Pesaro, 18 marzo 2026 – Dalla visita di una giornalista del Carlino a un ambulatorio pesarese, alle verifiche dei carabinieri del Nas: l’inchiesta sui dimagrimenti “pilotati” con farmaci antidepressivi e ansiolitici ha acceso il dibattito e arriva in tv su Rai 1, nella trasmissione La volta buona condotta da Caterina Balivo.

La terapia farmacologica per dimagrire 

Tutto nasce da un accesso diretto in uno studio medico dove alla giornalista del Carlino viene proposto un percorso dimagrante che affianca dieta e una vera e propria “terapia farmacologica”. Nel piano compaiono antidepressivi e ansiolitici, tra cui fluoxetina (principio attivo del Prozac) e alprazolam (Xanax), insieme a un preparato galenico a base di ormoni tiroidei e un diuretico. L’obiettivo è accelerare il metabolismo e favorire un rapido calo di peso. Un approccio che ha sollevato forti perplessità. Secondo quanto emerso, la prescrizione avverrebbe anche in assenza di patologie specifiche, utilizzando farmaci nati per tutt’altro scopo.
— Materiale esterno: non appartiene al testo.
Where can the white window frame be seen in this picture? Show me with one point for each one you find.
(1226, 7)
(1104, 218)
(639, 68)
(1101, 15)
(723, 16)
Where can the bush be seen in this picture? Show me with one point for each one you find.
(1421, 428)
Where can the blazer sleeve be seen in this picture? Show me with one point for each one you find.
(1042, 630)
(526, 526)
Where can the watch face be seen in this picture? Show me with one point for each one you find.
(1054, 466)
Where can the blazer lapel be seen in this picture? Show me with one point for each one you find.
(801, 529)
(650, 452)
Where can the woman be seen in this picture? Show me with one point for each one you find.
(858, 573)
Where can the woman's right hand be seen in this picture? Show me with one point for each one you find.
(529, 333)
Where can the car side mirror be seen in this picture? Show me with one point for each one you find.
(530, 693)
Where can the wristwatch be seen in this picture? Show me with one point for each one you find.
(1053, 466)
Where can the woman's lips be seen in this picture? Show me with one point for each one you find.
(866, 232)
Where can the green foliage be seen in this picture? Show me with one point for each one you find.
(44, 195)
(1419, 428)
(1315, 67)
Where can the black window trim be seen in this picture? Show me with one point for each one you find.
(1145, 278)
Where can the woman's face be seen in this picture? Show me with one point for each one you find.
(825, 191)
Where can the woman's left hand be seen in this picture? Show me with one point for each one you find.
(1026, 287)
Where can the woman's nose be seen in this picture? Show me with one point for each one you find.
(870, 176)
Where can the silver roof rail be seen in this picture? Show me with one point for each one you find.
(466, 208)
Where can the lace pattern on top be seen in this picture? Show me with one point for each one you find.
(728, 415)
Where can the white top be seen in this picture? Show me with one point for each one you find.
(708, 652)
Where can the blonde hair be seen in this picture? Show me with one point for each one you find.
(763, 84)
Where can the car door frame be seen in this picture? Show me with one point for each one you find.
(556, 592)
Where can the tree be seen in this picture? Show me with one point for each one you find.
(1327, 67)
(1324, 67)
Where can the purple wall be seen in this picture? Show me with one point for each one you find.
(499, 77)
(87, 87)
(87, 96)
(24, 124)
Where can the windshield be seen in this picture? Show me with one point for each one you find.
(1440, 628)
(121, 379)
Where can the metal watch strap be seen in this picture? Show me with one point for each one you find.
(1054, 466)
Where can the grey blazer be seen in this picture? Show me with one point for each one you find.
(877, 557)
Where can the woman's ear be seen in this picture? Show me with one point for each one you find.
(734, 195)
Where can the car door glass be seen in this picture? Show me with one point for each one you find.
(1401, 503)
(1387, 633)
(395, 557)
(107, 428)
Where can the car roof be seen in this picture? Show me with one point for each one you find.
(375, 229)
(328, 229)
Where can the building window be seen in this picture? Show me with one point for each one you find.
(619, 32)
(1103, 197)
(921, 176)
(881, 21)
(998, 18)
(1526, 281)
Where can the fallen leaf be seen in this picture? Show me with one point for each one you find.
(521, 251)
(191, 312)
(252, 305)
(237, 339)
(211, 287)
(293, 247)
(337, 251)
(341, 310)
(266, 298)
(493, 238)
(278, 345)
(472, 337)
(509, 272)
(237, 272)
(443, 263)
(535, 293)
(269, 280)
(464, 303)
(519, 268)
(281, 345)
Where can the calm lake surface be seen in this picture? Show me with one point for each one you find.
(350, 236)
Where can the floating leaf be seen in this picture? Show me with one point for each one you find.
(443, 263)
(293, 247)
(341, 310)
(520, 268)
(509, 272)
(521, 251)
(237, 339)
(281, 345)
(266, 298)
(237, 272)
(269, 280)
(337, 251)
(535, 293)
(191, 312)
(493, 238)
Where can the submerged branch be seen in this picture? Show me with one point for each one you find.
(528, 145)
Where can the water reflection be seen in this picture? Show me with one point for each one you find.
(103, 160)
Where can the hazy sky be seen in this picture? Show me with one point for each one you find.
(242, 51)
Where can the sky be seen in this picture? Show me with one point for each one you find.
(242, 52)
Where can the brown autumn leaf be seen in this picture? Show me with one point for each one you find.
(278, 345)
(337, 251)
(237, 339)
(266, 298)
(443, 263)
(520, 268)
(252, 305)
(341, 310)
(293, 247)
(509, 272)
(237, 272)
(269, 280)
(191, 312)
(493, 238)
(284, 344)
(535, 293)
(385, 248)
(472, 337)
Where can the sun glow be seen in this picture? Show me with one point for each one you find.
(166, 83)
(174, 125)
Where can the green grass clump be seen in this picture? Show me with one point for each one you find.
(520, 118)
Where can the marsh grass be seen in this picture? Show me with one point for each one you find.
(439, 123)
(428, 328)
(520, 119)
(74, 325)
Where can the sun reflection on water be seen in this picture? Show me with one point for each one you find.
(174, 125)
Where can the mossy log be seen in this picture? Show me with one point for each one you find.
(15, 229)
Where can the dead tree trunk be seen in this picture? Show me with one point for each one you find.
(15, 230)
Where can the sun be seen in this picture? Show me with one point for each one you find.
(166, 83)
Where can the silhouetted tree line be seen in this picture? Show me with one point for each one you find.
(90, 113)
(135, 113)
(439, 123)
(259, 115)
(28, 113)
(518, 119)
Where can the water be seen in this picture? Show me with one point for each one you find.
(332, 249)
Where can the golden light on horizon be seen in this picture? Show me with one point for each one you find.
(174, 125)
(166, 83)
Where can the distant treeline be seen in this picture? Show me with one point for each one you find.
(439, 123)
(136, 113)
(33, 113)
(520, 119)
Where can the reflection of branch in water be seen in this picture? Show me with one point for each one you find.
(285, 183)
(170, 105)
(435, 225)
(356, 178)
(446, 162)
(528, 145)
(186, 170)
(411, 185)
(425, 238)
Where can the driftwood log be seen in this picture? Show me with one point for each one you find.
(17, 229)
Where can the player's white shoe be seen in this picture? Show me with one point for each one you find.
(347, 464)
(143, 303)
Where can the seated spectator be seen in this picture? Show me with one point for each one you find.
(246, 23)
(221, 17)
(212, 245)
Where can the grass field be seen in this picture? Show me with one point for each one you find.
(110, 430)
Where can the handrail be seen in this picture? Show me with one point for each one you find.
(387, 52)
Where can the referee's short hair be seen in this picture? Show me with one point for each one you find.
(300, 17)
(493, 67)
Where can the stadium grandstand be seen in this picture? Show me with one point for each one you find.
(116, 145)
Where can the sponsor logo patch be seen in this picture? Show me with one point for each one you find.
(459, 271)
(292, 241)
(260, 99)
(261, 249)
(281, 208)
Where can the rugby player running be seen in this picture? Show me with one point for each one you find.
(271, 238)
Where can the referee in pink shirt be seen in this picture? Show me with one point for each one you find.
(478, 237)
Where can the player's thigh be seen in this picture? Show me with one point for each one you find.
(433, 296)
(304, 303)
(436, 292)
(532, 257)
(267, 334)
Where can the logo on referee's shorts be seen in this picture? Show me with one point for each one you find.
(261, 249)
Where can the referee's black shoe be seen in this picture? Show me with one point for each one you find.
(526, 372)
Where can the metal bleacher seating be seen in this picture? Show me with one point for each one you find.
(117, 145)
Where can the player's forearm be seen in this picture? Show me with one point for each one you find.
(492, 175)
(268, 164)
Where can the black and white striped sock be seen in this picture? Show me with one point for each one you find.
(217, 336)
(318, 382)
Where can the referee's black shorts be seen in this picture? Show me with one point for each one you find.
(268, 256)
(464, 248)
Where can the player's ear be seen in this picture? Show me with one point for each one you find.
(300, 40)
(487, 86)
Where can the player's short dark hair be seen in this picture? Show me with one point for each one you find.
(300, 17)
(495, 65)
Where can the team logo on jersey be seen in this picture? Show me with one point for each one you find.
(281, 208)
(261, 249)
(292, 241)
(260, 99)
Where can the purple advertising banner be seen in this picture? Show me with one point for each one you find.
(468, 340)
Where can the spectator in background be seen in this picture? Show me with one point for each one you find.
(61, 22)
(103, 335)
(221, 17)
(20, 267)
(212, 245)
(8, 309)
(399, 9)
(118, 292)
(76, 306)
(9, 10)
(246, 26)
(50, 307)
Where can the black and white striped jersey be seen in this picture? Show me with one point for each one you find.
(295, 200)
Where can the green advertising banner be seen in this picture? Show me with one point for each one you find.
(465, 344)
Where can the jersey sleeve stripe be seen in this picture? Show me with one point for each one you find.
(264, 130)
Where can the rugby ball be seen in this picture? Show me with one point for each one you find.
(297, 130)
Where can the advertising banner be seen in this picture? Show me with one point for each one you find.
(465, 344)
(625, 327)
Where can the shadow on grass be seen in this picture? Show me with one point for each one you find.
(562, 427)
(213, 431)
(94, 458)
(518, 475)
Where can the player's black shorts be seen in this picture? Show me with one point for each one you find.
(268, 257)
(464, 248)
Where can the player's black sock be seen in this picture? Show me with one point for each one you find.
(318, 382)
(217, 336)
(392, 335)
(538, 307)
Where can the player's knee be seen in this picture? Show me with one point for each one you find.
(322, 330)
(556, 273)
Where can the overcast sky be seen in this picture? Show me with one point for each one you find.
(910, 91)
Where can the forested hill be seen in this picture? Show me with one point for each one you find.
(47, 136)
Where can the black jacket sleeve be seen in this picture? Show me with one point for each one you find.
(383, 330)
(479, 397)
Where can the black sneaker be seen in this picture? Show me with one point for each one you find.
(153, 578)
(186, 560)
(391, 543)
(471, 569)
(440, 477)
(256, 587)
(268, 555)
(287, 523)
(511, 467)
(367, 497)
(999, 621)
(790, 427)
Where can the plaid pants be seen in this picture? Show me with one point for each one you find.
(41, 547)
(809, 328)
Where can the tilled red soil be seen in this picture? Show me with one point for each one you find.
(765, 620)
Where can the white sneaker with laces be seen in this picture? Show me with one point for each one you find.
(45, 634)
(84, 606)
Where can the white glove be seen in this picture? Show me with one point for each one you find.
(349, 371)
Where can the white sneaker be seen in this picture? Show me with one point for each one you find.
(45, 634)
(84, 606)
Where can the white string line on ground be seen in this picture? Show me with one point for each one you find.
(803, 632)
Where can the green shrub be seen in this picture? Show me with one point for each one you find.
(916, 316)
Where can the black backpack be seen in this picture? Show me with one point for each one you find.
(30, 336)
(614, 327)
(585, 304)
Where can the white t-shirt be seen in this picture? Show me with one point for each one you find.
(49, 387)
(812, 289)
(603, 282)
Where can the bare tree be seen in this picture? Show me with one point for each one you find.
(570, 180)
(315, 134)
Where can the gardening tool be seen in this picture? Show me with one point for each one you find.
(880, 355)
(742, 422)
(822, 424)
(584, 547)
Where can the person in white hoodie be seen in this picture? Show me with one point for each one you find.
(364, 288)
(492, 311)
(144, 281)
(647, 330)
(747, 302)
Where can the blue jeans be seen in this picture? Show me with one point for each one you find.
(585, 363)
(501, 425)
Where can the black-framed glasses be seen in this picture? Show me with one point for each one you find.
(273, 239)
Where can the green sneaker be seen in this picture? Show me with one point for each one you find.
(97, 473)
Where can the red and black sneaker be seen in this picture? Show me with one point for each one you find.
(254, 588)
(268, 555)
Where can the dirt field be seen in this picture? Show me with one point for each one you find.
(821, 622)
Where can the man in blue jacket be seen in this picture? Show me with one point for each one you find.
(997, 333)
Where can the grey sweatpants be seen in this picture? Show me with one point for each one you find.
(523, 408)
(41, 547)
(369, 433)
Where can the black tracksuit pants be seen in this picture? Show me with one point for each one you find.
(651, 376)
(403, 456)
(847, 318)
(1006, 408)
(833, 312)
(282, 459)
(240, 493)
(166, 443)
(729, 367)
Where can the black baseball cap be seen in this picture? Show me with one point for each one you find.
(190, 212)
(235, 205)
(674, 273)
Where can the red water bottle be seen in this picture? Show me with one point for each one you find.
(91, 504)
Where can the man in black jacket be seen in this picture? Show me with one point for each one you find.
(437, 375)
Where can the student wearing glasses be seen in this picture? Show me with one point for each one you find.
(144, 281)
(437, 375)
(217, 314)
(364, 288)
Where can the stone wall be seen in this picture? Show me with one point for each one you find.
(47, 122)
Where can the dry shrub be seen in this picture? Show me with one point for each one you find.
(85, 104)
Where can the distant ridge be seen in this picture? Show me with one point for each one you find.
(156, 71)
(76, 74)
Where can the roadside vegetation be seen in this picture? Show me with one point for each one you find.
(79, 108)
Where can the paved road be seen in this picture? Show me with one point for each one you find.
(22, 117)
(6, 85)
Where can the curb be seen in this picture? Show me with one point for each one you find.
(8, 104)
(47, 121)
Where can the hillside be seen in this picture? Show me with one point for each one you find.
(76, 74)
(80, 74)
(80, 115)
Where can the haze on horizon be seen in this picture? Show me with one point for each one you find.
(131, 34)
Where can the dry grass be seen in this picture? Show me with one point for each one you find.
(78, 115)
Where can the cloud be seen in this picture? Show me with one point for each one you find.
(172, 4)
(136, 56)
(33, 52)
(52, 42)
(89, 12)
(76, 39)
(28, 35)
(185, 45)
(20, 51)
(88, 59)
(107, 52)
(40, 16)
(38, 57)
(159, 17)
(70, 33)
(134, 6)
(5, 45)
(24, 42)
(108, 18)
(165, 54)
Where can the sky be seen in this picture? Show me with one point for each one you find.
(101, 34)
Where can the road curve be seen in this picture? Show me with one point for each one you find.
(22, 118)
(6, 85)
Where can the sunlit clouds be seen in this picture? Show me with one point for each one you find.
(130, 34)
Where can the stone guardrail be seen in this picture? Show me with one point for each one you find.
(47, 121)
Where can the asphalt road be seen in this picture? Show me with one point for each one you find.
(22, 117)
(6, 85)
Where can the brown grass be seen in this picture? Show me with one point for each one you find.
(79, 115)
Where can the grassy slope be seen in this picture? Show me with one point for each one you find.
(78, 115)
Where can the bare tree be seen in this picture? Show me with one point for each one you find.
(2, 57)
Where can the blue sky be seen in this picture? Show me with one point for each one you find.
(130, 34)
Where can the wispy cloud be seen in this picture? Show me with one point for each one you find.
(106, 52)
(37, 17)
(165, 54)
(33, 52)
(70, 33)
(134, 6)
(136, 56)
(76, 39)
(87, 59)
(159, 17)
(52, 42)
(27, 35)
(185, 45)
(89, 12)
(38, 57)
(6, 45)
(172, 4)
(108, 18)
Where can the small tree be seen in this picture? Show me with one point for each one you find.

Il fronte etico e deontologico 

Una pratica che, oltre a porre interrogativi medici, apre un fronte etico e deontologico. Dopo la pubblicazione dell’inchiesta, il Nas di Ancona ha avviato gli accertamenti. La cronista è stata ascoltata come persona informata sui fatti e sono in corso verifiche per chiarire modalità e correttezza delle prescrizioni.

Le ricette e le altre varie prescrizioni che il medico ha rilasciato alla nostra giornalista dopo la visita a cui si è sottoposta nel suo ambulatorio in città

Le ricette e le altre varie prescrizioni che il medico ha rilasciato alla nostra giornalista dopo la visita a cui si è sottoposta nel suo ambulatorio in città

L’uso combinato di psicofarmaci e ormoni tiroidei in percorsi dimagranti

L’attenzione si concentra sull’uso combinato di psicofarmaci e ormoni tiroidei in percorsi dimagranti. Nel frattempo, si è alzata la voce degli esperti. Il presidente dell’Ordine dei medici della provincia ha richiamato il rispetto del codice deontologico, sottolineando che l’uso di questi farmaci senza indicazioni cliniche documentate non è conforme ai doveri professionali. Anche medici e specialisti parlano di rischi fisici concreti, fino a conseguenze psicologiche. Il caso, diventato rapidamente nazionale, approda ora in televisione.